The distraction of Brexit has come at an especially challenging time for Britain, Sawers said. “We have made less impact in the world in the last ten years than we did in the 30 years before that,” he told me.

In the “period 1980 to 2010, Britain was quite an influential player in the world.” However, he said, “I don’t think since 2010 we’ve really had a big influence in global affairs.”

The reasons for this decline, according to Sawers, were a combination of the aftermath of the Iraq and Afghanistan wars as well as the economic shock caused by the global financial crisis of 2007-8. And then in 2013, the Cameron-led Coalition government held a vote in the Commons on whether Britain should intervene in Syria. Parliament voted against intervention.

Theresa May is not “a natural at engaging on these big political issues with foreign leaders”
In Sawers’s view, “David Cameron’s decision to refer the matter to parliament rather than taking the responsibility on his and his government’s shoulders—and then Barack Obama ducking and diving the issue in the US—that led to much greater suffering in Syria as a consequence and it opened the door for the Russian intervention.”

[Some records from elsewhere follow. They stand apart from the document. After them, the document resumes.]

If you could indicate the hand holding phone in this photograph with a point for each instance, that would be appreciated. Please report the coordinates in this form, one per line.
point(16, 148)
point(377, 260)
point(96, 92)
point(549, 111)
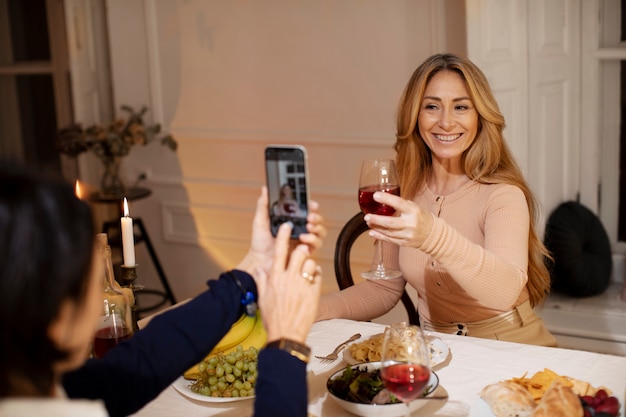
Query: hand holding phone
point(287, 184)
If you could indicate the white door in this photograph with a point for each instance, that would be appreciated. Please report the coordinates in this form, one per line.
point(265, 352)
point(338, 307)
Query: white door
point(530, 52)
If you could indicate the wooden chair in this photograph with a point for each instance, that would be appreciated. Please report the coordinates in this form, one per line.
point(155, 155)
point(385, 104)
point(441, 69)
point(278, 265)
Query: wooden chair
point(354, 228)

“Had David Cameron gone ahead with the original plan,” Sawers said, “he would have had very strong national and parliamentary approval for that.”

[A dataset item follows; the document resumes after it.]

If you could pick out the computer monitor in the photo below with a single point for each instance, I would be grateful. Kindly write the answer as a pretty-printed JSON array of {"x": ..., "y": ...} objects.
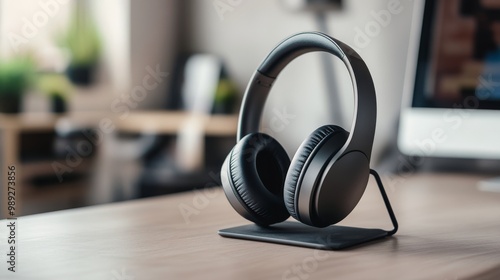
[{"x": 451, "y": 101}]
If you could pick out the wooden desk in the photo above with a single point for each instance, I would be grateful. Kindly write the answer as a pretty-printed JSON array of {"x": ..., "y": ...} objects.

And since then, Sawers suggests, Britain has figured less prominently in international affairs overall. “Germany and France were actively involved in dealing with the crisis in Ukraine, and the Russian intervention there. Britain wasn’t really in the room.”

“It’s another example of us not really being engaged in the biggest issues on the global agenda.”

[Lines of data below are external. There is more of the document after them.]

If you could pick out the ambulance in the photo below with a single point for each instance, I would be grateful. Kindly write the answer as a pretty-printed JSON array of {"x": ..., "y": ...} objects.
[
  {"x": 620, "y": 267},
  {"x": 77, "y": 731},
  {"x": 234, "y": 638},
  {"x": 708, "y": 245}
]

When it comes to Britain’s leaders and their ability to project British influence, Sawers has reservations about the current generation of political leaders. On Theresa May, he told me: “I don’t think she’s a natural at engaging on these big political issues with foreign leaders.” It’s a sharp judgement, especially from a career international public servant like Sawers.

As Britain prepares to leave the EU and with the problematic figure of Donald Trump in the White House, it is not entirely clear with whom Britain’s interests now coincide. “Right now,” Sawers told me, “we have ended up turning our back on Europe and not having a real welcome mat laid out for us in Washington. And we’ve got to work out which way we want to turn and be prepared to pay a price one way or the other.”

“One thing I don’t think we can accept is Britain adrift. A Britain without a major strategic anchor in the western world.”

Departure from the EU, according to Sawers, and a lessening of intelligence and security relations with the continent might mean Britain has to “associate ourselves more closely with the United States and accept that lesser role—loss of sovereignty, loss of decision-making—that being aligned with the United States brings with it.”

But the US will have other international strategic priorities, Sawers said, and its most crucial relationship will not be with Britain but with China. These two trans-Pacific super-powers will form an international top tier of two.

In Sawers’s view, Russia, Europe and increasingly India will form a second tier of international powers below the top pair, “and then at the next tier down—third tier down—Japan and Britain and so on. We will never be on an equal footing with China… and they see themselves as America’s counterpart. And that is the reality.”

Which is not to say that Britain doesn’t have much to offer, or that we should not be optimistic about our ability to do business with the US, China or any other nation, Sawers said.

But, he told me, “You have to be realistic about the role that we as a country can play in the world.”